In today’s meeting, the ECB (European Central Bank) has downgraded their economic growth and inflation forecast. In addition, it has announced a fresh stimulus in the form of TLTRO (Targeted Longer-Term Refinancing Operations). This is basically a long term loan given to banks to increase loan creation. If the banks can lend above a specified benchmark, then they will be able to borrow from ECB at a negative rate. This will provide incentive for the banks to lend and thus increase private spending in the economy.

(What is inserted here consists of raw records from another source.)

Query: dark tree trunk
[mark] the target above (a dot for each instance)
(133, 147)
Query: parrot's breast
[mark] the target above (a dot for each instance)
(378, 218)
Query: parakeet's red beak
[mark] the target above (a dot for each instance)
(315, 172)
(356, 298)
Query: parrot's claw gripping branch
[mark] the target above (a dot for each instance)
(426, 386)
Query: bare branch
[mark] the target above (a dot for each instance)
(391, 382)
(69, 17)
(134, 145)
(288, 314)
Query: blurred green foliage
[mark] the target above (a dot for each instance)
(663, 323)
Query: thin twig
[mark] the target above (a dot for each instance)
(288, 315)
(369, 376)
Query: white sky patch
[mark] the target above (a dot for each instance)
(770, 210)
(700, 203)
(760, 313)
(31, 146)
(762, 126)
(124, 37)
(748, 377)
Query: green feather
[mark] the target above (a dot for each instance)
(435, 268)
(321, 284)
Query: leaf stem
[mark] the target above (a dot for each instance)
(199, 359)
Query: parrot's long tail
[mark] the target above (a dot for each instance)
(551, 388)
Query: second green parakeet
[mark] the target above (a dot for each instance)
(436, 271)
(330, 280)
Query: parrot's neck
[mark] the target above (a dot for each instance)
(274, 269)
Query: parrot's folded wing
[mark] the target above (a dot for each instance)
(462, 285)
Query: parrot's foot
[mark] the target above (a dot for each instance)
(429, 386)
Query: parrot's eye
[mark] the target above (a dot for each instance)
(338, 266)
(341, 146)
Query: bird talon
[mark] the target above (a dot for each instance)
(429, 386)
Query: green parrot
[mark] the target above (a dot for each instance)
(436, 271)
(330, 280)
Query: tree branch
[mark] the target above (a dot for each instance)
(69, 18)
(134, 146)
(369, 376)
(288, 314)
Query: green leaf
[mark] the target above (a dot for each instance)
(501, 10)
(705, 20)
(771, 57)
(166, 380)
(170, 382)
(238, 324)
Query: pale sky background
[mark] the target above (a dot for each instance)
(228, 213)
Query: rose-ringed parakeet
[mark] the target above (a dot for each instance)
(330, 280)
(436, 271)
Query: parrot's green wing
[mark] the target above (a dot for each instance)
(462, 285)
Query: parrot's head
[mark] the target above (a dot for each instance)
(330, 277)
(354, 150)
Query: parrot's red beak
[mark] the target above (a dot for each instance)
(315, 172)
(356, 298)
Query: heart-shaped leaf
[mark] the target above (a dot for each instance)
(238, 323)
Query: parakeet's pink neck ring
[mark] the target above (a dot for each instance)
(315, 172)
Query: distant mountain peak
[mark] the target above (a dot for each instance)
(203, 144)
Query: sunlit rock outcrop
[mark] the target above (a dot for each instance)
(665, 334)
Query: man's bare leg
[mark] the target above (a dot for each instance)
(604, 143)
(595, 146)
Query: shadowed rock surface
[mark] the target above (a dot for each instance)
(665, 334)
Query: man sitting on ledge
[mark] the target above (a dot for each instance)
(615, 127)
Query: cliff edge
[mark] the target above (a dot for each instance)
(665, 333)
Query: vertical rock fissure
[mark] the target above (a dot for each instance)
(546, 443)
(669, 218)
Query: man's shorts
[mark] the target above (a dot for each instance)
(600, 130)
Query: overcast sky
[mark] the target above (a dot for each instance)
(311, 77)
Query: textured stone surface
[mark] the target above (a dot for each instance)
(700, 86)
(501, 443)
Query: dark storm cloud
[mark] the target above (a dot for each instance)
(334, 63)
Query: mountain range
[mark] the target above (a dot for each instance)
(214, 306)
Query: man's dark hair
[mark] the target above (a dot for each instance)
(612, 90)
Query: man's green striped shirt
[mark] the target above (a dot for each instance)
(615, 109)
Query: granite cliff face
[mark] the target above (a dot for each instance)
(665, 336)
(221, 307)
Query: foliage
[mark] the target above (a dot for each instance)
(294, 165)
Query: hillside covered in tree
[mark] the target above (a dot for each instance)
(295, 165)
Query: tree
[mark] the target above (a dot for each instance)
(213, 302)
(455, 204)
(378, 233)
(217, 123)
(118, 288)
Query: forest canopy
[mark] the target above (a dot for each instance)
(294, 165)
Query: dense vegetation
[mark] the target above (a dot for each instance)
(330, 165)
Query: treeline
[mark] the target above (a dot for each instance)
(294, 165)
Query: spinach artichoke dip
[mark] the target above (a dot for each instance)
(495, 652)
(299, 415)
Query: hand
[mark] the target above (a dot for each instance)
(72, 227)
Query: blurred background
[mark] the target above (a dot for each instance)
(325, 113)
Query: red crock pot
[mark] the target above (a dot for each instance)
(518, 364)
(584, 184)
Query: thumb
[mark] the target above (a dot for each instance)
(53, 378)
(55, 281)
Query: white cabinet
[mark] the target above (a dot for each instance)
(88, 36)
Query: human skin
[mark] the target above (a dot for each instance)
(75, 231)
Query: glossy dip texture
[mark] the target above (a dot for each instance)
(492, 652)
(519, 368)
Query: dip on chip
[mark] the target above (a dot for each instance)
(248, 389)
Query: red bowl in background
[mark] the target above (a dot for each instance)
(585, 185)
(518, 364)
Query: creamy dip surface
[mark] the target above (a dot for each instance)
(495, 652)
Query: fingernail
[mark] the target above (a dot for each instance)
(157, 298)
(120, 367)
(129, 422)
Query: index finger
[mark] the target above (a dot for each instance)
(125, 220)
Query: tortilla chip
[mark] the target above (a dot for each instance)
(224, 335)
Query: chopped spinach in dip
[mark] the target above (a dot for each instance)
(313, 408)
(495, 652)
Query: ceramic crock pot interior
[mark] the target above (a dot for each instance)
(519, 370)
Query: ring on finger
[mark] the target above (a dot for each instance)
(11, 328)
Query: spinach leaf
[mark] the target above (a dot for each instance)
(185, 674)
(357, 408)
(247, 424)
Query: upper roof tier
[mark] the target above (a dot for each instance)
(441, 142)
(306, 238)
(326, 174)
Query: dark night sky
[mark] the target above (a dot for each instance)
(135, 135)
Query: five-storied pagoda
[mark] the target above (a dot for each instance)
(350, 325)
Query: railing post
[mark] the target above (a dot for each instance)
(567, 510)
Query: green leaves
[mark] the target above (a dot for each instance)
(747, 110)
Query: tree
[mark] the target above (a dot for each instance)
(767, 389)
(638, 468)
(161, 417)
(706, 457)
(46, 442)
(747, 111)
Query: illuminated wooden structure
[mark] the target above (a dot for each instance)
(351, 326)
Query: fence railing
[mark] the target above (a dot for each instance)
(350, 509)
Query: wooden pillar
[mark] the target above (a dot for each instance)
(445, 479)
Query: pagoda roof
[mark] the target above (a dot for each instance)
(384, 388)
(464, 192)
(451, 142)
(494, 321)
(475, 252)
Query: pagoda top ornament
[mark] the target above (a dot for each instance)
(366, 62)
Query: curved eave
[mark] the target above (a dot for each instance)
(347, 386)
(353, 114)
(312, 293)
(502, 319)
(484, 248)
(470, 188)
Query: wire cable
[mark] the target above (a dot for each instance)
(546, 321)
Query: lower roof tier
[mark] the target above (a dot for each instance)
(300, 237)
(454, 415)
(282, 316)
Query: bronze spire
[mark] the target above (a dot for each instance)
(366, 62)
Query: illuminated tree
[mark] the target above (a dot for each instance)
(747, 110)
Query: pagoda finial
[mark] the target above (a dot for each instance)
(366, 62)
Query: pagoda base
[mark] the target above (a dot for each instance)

EURUSD fell 120 pips as a response and broke below the previous low on 11/12/2018 at 1.1216. This has created a bearish sequence in the pair and favors further downside. The decline from 2/28/2019 high (1.1419) is unfolding as an impulse Elliott Wave structure where wave ((i)) ended at 1.1357 and wave ((ii)) ended at 1.1408. Wave ((iii)) remains in progress and also subdivides as an impulse of lesser degree. Wave (i) of ((iii)) ended at 1.1296, wave (ii) of ((iii)) ended at 1.1324, and wave (iii) of ((iii)) ended at 1.1175. Near term, while bounce stays below 1.1419, expect pair to extend lower. We don’t like buying the pair and prefer further downside while rally fails in 3, 7, or 11 swing below 1.1419.